Does anyone know of any software I can download that will convert an image sequence into an animated sprite that can be imported in to Torque 2D?

I'd rather use an external tool that specially creates sprites from images and just import the sprite into Torque, isntead of using Torque itself to create the sprite from a cell sheet.

The reason being is that I'm having a bizzare problem with some of my animated sprites "jittering". The character will slowly slide to the right instead of staying still (for an Idle animation), then pop back to the left when the animation re-starts the loop. It doesn't do that for all of the animated sprites, just some of them.

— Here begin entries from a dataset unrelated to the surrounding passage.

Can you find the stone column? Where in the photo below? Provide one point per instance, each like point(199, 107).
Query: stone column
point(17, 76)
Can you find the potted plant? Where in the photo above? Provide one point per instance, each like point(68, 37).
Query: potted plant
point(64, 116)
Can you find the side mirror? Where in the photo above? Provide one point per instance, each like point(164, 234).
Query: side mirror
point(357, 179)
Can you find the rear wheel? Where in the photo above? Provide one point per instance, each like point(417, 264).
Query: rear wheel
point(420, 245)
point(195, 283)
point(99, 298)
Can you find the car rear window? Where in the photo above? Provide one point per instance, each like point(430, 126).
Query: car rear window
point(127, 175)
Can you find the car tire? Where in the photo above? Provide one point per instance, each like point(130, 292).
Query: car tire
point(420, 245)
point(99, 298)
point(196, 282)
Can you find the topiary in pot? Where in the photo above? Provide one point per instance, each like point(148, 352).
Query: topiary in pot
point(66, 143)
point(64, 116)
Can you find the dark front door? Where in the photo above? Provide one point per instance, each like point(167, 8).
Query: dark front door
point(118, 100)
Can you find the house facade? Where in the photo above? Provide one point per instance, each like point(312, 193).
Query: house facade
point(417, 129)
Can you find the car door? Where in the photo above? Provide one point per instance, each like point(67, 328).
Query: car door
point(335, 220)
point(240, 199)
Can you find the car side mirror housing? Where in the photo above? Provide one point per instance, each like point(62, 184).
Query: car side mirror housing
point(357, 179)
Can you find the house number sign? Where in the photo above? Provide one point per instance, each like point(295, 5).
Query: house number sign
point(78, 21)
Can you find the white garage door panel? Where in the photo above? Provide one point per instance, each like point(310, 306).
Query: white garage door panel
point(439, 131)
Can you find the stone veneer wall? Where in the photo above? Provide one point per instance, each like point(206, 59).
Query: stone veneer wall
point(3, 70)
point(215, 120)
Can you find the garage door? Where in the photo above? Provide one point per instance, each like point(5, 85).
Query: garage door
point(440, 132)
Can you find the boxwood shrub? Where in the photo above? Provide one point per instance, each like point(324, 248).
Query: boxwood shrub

Currently, I create the animation in 3D. Then I render each frame as a PNG. I'll normally take all the frames into photoshop so I can crop them (I've also tried NOT cropping them, still got the same jittering). I use the "action" function in Photoshop so it takes the same exact dimentions of cropping each PNG. Afterward, I open up "Glue It," add all the frames, then press GlueIt. It automatically formats all the PNGs into a cell sheet. I take the cell sheet into Photoshop so I can resize the image (Torque will crash if the image is larger than 700K, or a Y dimension of 2048 pixels). The cell sheet itself looks fine. All the frames are aligned perfectly. When I finally get the cell sheet into Torque, however, the sprite jitters and slides.

Thanks for any suggestions!

#1
11/04/2009 (8:36 am)
ImageMagick. It can remove borders from sprites (follow the colour of the background) and re-add borders of a specific size, then tile together frames in a grid, all in one or two commands. It's not graphical, but you will most likely have a set of graphics perfect for a batch job :)

Search for ImageMagick, and you'll find some other posts on it here.

Option 2, if you're a clickmonkey: SpriteWorks 2. Takes a 3D model and renders perspective views of each frame in an animation to generate a sprite sheet.
#2
11/04/2009 (9:16 am)
Have you tried adjusting the cell width in TGB? If that's a pixel too wide, each cell will too far to the right. The problem will accumulate, with each cell in the sequence starting one more pixel "out" than the one before, so when you play back the sequence the contents will appear to be sliding to the left - just as you describe.

Edit: Oops, you said your sprites are sliding to the right! Same principle, but it results from the cell width being too narrow, rather than too wide.